Всем этим, однако, «веселость» книги не исчерпывается. «Дочь четырех отцов», кроме всего прочего, чисто литературная шутка. Это пародия, имеющая сразу несколько объектов. Один из них — так называемый «роман о художнике» («художник» здесь следует понимать широко — как «творческая личность» вообще) — жанровая разновидность, чрезвычайно популярная в Венгрии начала века. Популярность этой тематики была вызвана целым рядом причин, одной из которых было повальное увлечение Ницше, в частности его концепцией гения. «Романы о художниках» были разные, в том числе и довольно яркие, однако нередко обращение к этой теме было всего лишь данью моде. Вот над этим Мора и посмеялся.
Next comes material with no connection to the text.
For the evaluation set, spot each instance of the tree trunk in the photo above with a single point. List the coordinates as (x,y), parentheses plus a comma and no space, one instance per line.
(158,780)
Другой объект пародии восходит к литературе прошлого столетия — это романтическая модель, неоднократно использованная многочисленными эпигонами: человек культуры, горожанин в природном мире, естественной среде, со всеми вытекающими для него и для естественной среды последствиями. Своеобразие художественного мира Ференца Моры состоит также и в том, что здесь очень мало однозначных решений и оценок. Слово в любой момент может повернуться неожиданной стороной, шутка нередко оказывается «с двойным дном». Так обстоит дело и с литературной пародией. Мора подшучивает над романтической схемой, однако трагедия, вызванная появлением в деревне «человека из города», все-таки происходит. Если художник Турбок пал жертвой отнюдь не романтических страстей, а самого что ни на есть меркантильного интереса, то нелепая гибель крестьянина Андраша Тота связана именно с вторжением в его жизнь чужеродного начала — сперва в лице Турбока, потом в лице Мартона Варги. Так же обстоит дело и с основной мишенью пародии — мелодрамой. Тут «смех сквозь слезы» наиболее очевиден. Герой, теряя возлюбленную, страдает по-настоящему, внешний комизм происходящего этого вовсе не отменяет.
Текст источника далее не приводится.